We have thus endeavored to show that Education has been, in turn, both the cause and the consequence
of the condition of the world in all ages. We have spoken of two governing principles of action of the present age, and of some of the ways in which they are affecting education. We have, indeed, presented them in their worst features, and considered only the dangers that are to be feared from their extremes. We regret that time will not permit us to consider the other side, and to show that it is chiefly due to the prevalence of these principles, that our country has taken the rank which she has among nations, and that our people may boast of possessing more of the requisites for universal happiness than any other. For we do not wish to be classed with those who fear every thing and hope nothing. We have much faith in the educated common sense of the people, in the strong conservative power which underlies the wild vagaries that we fear, and which is silently, but we trust effectually, counteracting extreme radicalism. Yet, after all, much depends upon the next generation, and much of their character depends upon the influences of the school-room. And we shall not have spoken in vain to-day, if we shall cause a single teacher to think more seriously of his part in this work.

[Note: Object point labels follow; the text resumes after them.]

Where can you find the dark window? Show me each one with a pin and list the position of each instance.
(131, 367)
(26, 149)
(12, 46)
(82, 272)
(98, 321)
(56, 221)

If the coming generation shall be taught to think, if they shall be made to realize that liberty is not synonymous with lawlessness, nor equality with agrarianism; that men are born with different capacities; that respect is to be paid to talent, scholarship and wisdom; that reverence is due to the experience of age; that obedience is to be given to something besides their own dictates,--then may we hope that the result of the experiment, which we are now trying, will not be added to the long list of failures, which stain the pages of our history, and shake our confidence in man, but that we shall go on, giving an unimpeachable example of man's true power in selfgovernment, spreading a benignant light, whose mild rays shall gently fall even upon the farthest nation, hastening that promised time when all mankind shall be at peace with each other-loving and being loved; when heaven itself shall be brought down to earth.
Would we give to our people intellectual education, then must we teach our youth to think, then must we despise the showy farces of superficial teaching, then must we cherish thorough instruction, severe discipline. Yet must we remember, that the failures in republicanism have not been caused by failures in intellectual strength, but by the destitution of moral, Christian principles. Religion is the only safeguard of Liberty. Whenever Liberty has deigned to dwell with us on earth, Religion has been her attendant spirit.
66 Where she came, There Freedom came ; where she dwelt, there Freedom dwelt; Ruled where she ruled, expired where she expired."